In the beginning, asked what does a follower of Christ look like? He walks not in the tradition of the darkness of death but in the liberation of the freedom of life (Luke 1:79).
Life is in the love and encouragement of others because we first knew the love of Christ who saved us from death. We encourage death, however, when we refuse to love. We kill when we tear down and discourage another. A Christian with a tendency toward death will neither love, nor forgive. He will discourage because life is not in him. “Whoever has the Son has life; whoever does not have the Son of God does not have life.” (1 John 5:12)

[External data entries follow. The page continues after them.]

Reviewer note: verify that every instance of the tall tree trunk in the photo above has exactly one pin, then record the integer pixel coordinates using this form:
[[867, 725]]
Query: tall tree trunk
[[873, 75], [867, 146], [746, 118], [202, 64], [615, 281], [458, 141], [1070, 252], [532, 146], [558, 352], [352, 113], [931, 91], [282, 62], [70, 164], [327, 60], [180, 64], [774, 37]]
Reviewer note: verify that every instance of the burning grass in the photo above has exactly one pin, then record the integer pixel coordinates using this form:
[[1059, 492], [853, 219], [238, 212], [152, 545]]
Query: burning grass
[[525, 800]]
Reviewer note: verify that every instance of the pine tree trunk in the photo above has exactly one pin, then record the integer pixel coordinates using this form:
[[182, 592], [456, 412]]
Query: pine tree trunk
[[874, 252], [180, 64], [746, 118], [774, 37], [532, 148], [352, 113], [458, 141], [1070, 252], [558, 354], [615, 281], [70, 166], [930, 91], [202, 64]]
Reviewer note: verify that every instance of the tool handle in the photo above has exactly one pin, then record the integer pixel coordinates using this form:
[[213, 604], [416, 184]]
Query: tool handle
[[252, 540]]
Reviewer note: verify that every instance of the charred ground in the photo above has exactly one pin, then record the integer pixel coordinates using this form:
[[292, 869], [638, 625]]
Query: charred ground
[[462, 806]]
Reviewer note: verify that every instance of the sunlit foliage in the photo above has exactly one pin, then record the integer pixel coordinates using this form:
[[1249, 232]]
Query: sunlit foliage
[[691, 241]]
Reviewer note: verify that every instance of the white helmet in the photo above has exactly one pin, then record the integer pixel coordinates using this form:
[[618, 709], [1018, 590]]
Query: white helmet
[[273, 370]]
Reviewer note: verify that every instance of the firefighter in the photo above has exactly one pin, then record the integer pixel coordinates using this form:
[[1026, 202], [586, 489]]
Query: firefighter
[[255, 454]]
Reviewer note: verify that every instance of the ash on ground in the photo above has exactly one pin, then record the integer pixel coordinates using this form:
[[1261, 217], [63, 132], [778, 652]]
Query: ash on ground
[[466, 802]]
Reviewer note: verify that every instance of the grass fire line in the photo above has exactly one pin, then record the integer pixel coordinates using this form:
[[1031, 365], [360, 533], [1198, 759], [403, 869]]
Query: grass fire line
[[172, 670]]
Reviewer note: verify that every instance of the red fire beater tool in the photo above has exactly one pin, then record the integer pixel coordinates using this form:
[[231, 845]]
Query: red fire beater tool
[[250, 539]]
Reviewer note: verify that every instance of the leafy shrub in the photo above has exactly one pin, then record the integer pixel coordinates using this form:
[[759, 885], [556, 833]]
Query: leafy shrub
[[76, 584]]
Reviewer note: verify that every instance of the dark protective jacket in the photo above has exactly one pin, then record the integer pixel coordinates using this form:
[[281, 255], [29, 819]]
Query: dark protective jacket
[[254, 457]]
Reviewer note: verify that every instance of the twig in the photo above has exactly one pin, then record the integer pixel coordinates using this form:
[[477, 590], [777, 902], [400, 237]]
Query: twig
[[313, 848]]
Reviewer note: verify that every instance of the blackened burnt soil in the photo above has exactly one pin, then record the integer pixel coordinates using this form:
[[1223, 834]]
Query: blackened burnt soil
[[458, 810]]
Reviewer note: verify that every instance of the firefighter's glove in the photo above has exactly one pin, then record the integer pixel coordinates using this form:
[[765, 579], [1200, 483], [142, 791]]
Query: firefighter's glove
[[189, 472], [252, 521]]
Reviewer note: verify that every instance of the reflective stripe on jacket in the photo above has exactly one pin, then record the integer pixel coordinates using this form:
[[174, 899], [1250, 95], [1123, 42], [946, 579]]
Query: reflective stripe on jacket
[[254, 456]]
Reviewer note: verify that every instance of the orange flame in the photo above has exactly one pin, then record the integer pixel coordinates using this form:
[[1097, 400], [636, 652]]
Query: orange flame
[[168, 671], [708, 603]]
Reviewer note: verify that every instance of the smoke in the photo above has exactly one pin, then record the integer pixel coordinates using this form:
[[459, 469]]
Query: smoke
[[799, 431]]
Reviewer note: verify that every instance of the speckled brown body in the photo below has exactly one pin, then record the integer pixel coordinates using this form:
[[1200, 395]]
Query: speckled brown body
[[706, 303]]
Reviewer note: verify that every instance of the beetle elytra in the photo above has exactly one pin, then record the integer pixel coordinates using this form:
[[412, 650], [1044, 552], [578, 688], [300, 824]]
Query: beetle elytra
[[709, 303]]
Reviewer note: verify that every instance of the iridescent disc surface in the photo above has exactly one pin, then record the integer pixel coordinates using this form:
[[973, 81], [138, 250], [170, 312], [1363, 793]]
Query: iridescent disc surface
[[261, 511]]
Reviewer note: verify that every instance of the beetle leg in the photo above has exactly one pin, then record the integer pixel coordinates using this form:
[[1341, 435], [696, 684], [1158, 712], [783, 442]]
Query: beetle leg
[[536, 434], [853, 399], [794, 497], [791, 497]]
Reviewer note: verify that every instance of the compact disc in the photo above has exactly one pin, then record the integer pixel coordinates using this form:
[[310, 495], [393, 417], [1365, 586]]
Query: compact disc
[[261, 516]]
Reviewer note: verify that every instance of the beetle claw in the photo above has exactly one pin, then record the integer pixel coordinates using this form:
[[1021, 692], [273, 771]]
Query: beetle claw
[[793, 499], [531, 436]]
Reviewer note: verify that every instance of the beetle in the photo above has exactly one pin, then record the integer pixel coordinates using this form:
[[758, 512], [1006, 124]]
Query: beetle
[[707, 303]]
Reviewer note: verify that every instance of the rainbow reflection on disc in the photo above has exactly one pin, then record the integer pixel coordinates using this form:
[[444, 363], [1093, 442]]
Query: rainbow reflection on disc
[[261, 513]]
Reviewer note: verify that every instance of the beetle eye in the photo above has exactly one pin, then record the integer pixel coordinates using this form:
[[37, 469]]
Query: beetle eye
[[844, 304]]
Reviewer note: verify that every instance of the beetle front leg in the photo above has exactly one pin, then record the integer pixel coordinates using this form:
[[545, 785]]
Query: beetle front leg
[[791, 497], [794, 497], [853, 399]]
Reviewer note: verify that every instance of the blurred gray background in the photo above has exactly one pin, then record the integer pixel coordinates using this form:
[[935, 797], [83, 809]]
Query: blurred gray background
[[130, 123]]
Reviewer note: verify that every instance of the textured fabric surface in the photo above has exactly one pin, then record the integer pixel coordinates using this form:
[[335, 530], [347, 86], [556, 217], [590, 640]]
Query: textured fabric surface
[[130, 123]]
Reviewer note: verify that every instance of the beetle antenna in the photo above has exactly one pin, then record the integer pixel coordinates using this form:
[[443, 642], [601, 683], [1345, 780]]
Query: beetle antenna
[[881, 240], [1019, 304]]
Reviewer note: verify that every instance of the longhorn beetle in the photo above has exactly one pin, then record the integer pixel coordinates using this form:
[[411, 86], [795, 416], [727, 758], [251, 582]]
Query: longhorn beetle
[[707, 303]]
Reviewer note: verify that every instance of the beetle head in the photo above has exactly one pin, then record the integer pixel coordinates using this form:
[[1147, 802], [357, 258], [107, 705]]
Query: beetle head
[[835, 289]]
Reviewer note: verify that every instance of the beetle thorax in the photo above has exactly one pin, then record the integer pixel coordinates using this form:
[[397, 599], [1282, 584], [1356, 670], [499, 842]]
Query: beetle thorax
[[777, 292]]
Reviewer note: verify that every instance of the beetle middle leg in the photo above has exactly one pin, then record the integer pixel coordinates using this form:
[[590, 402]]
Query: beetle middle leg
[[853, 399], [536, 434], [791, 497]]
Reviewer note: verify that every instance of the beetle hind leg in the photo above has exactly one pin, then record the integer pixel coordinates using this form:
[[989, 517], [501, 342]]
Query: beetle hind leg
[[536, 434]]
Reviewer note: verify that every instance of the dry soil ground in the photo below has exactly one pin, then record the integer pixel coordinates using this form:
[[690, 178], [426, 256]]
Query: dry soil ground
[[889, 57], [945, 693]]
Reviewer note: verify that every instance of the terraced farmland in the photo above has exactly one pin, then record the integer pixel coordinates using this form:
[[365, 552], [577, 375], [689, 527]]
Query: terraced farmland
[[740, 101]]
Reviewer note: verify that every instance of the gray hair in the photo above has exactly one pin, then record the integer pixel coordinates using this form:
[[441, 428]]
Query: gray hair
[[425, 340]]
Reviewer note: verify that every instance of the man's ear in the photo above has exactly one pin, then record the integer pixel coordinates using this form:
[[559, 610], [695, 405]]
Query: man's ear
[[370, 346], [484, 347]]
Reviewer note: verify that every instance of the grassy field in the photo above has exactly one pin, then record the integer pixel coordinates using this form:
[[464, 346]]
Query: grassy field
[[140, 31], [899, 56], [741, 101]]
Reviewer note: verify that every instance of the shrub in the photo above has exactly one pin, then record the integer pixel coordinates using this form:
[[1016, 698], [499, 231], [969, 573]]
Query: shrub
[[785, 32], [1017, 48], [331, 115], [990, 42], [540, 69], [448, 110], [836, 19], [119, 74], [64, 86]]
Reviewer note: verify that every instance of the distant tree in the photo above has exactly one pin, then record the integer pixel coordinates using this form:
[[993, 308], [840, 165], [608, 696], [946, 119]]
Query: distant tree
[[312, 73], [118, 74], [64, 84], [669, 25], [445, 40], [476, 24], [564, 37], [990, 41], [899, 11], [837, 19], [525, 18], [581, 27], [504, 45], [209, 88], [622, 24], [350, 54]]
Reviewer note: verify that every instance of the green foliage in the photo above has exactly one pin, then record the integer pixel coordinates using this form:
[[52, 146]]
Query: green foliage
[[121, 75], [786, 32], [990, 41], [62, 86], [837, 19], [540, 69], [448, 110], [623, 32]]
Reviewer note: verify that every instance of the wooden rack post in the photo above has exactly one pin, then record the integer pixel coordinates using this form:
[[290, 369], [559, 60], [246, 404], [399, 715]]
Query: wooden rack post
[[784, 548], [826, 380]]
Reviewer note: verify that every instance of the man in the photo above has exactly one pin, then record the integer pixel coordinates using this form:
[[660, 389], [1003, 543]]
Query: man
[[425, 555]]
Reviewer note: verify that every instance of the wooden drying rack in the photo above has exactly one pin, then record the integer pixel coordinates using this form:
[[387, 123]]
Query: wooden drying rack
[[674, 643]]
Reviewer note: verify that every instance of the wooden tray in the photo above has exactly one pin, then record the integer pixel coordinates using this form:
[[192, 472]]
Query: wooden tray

Death is in the spectators who sit in the pews and do nothing but expect death. Life is in the expectation of the exercise of our faith by losing our life to find it. Would you forsake the tradition of death and for life’s sake:
• Would you take on a ministry you’d never considered doing before?
• Would you forgive that person you’ve hated for years?
• Would you talk to that friend or relative who you know would end up in hell?
Does Crawford County know of an alive church with all the discussion of the “cancer of poverty” and the Crawford Conversation—how great on opportunity is there?
Leave here today walking in the knowledge of life not in the tradition of death. There is a famous song that has the line, “I’m alive because He lives.” Is Jesus alive? Yes. Is His Word alive? Yes. Is the body of Jesus alive? Yes. Be alive.
Be the light and love of Christ that his life may be in you and the world will know that there is life among the dead.